Intenté apartar el accidente de mi mente, pero resultaba inútil. Cada paso que daba era uno que podría haber dado mi madre. De pronto, vi un pequeño lago. Con mis manos, cogí un poco de agua y me limpié la cara —que debía estar hecha una mierda—, justo antes de coger un poco más de agua y bebérmela. Me sentí un poco idiota, pues ni siquiera sabía si era seguro beber ese agua, pero después de lo que había pasado, necesitaba beber algo y recobrar fuerzas.

Justo después de hacerlo, alguien interrumpió la poca tranquilidad que había podido tener ese día.

—¡Alto ahí! —me gritó una voz femenina a mi espalda.

Al girarme, la imagen fue la de una chica de pelo castaño largo y con mechas rubias, recogido en una coleta. No debía tener más de veintiséis años. Sus rasgos eran bastante marcados y sus ojos verdes me recordaron por un segundo al color de las auroras boreales que había en La Tierra. Era de complexión delgada, pero estaba bien ejercitada. Vestía un uniforme metálico que debía pesar bastante, pero a ella no le parecía importar en absoluto. Me pareció bastante guapa hasta que vi que me amenazaba con una pistola. Al ver mi cara aterrada, la guardó y me miró con el ceño fruncido. Pareció desconfiada, quizá se preguntaba si era de su planeta o si era un humano en busca de problemas o simplemente un imbécil. Spoiler: la última opción es la correcta.

—Nombre y edad. Ahora —ordenó.

—Eh... Yo... Es que... —me vi incapaz de hablar.

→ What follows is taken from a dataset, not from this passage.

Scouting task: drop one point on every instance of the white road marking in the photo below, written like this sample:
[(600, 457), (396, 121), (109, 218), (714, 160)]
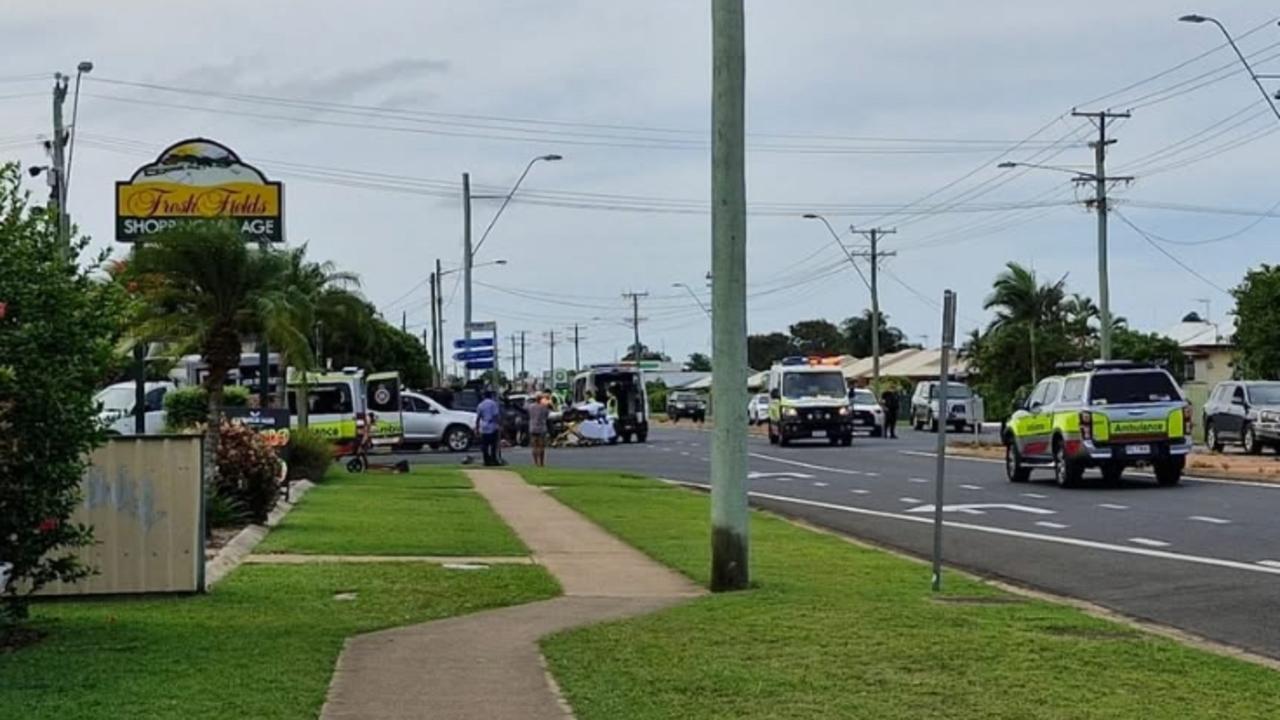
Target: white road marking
[(978, 507), (1024, 534), (1210, 519)]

Me sentía como si el simple hecho de responderle me fuera a matar.

—Responde de una vez. Cuando Kave repartió la paciencia, yo no estaba presente.

Puse una mueca de confusión. Después recordé que mi madre decía una frase similar:

«Cuando Dios repartió la paciencia, yo estaba de vacaciones», debía ser algo similar.

Respiré hondo. Iba a morir, ¿verdad?